The perform_join function uses an inner join unless the user specifies the join type.
Arguments
- erd_object
An object of class "ERD", which encapsulates the data frames and the relationships between them. This object is generated using the
create_erd
function.- tables_to_join
A character vector listing the names of tables to join. The first table in this list serves as the main table to which subsequent tables are joined. The tables are joined in the order specified and utilize the relationships defined with the first table.
- specified_joins
An optional named list where each element's name corresponds to a table in
tables_to_join
and the value specifies the type of join to perform with that table. The default value isNULL
, which activates automated mode (which uses inner joins).
Value
A data frame resulting from the join operations conducted between the specified tables, consistent with the relationships indicated in the ERD object. Additionally, the types of joins used are printed to the console.
Details
This orchestrates the joining of multiple tables based on a specified
Entity-Relationship Diagram (ERD) object. This function extracts the
relationships and join criteria defined within the ERD object and executes
the appropriate join operations using R's dplyr
package.
The function can operate in two modes: automated and user-specified joins. In automated mode, join types are determined by the relationship symbols in the ERD object. In user-specified mode, the types of joins are explicitly provided by the user.
Implementation Details:
- Join Variables: For each pair of tables to be joined, the function extracts the relevant join variables from the ERD object.

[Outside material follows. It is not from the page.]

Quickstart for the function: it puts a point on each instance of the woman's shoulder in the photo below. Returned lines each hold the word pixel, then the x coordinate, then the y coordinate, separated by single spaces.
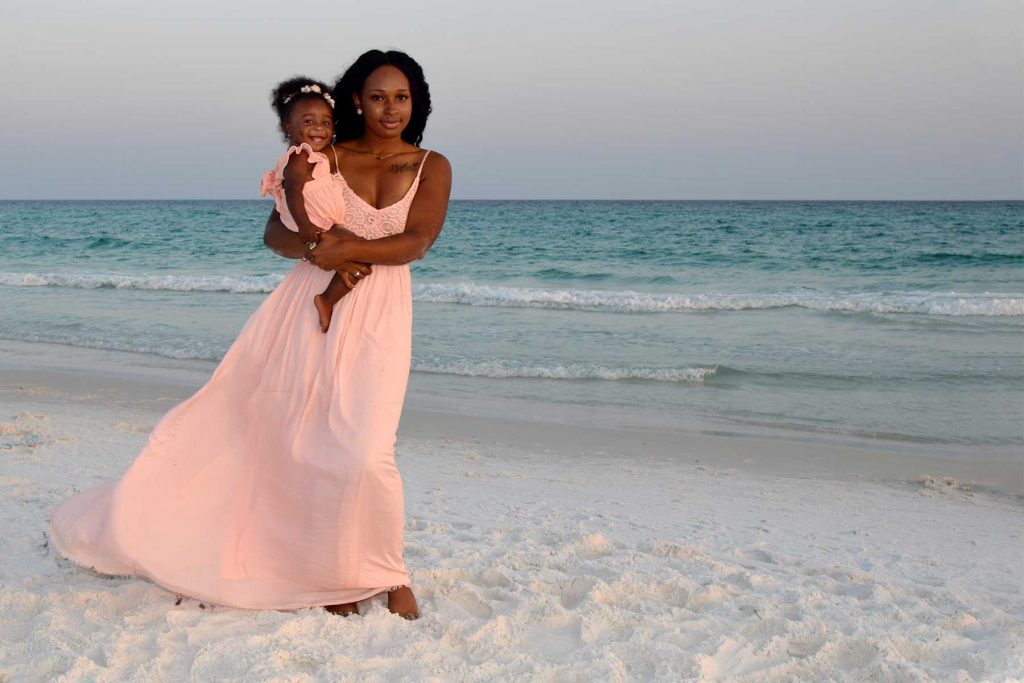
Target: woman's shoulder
pixel 435 162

- Join Type: Depending on the relationship symbol associated with each pair
of tables, the function decides whether to perform an inner join or a left
join. This decision is implemented by dynamically invoking the corresponding
dplyr function (inner_join
or
left_join
).
- Aggregation: The function uses do.call
to dynamically execute
the appropriate join operation, accumulating the result in the
main_table
variable, which is ultimately returned.
Notes:
- The function iteratively applies the join operations, using the first
table in tables_to_join
as the main table.
- The join operations are performed in the order specified in
tables_to_join
.
- When specified_joins
is NULL
, the function operates in
automated mode, determining the type of join based on relationship symbols.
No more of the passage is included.